Assignment title: Information
1) On October 29, 2014, the members of the Federal Open Market
Committee (FOMC) of the Federal Reserve Board voted to maintain its
federal fund target within the same
range of between 0.25% basis points to 0% percent, as it was set by the
FOMC in August
2011. But in 2011, the economy was in severe recession and the
purpose was to boost the economy by increasing liquidity in the banking
system at this low rate when the inflation was also very low. The
specific action of the Fed trade was to purchase treasury securities
every day to increase the money supply and thus keep the interest rate
(the federal fund rate) low to stimulate the economy.
But in October 2014, the economy showed to its near full recovery and
stock market and financial institutions are performing very well since
2011. On October 29, 2014, the FOMC also decided to end the asset
purchase plans under Quantitative Easing (QE III) under which the Fed
had been buying mortgage backed securities and LT Treasury Bonds
since the recovery started in 2011. Upon this decision to end the QE III
of asset purchase and keeping the same federal fund rate target, the
Dow Jones Industrial Average Price gone down significantly and did not
fully recover by the end of the trading day.

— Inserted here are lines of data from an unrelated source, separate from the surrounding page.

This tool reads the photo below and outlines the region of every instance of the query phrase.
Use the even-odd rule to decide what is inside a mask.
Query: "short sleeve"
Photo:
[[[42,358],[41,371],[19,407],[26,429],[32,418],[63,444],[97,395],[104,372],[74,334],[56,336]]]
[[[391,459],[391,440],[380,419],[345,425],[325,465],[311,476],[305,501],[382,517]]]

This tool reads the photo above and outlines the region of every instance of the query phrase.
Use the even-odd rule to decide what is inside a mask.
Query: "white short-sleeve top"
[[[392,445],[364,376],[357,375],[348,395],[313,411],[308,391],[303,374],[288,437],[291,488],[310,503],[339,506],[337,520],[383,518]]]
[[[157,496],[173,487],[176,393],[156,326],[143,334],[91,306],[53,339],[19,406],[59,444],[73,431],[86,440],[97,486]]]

Question: What are the macroeconomic trends that did prompt the
FOMC to end the QE III but to keep the federal fund rate still at its
historic low? You need to give reasons for both of these policy
measures.
For more information, please visit the press release of FRB in
the url link here.
http://www.federalreserve.gov/newsevents/press/monetary/20141029a.
htm
Also, read some newswire analysis here on cnn portal on the same day.
http://money.cnn.com/2014/10/29/news/economy/federal-reserve-ends-
qe-bond-buying/index.html?iid=HP_LN
2) Draw a supply-demand diagram of the Federal funds market which
illustrates the effects of a massive treasury bill sale by the Fed in the open
market.
3) If banks desire to increase their lending, but the Federal Reserve is not
adding reserves to the banking system, what will happen to the level of short
term interest rates? Explain your answer carefully.
4) "Sweep" accounts are combination checking/money market accounts which
large banks currently offer to their corporate customers. These accounts
sweep just enough funds out of the money market portion of the account to
prevent checks written on the checking part of the account from bouncing.
Suppose that banks suddenly made these accounts available to households.
Draw a supply/demand diagram of the federal funds market to show the effect
on the federal funds rate if the Fed did nothing. What action in the open
market would the Fed have to take to maintain its existing interest rate target
under these circumstances?
5a) Explain carefully why interest rates on each of the following short-
term financial instruments will be closely tied to the level federal funds
rate: short-term bank CDs, short-term Treasury bills, short-term
commercial paper.
5b) Why is the yield on short-term Treasury bills usually less than the federal
funds rate?
6) Suppose households and small firms withdrew funds from banks in
response to rumors circulating that a computer virus would destroy banks
customer account databases. What action would the Fed have to take in the
open-market to maintain its existing fed funds target rate?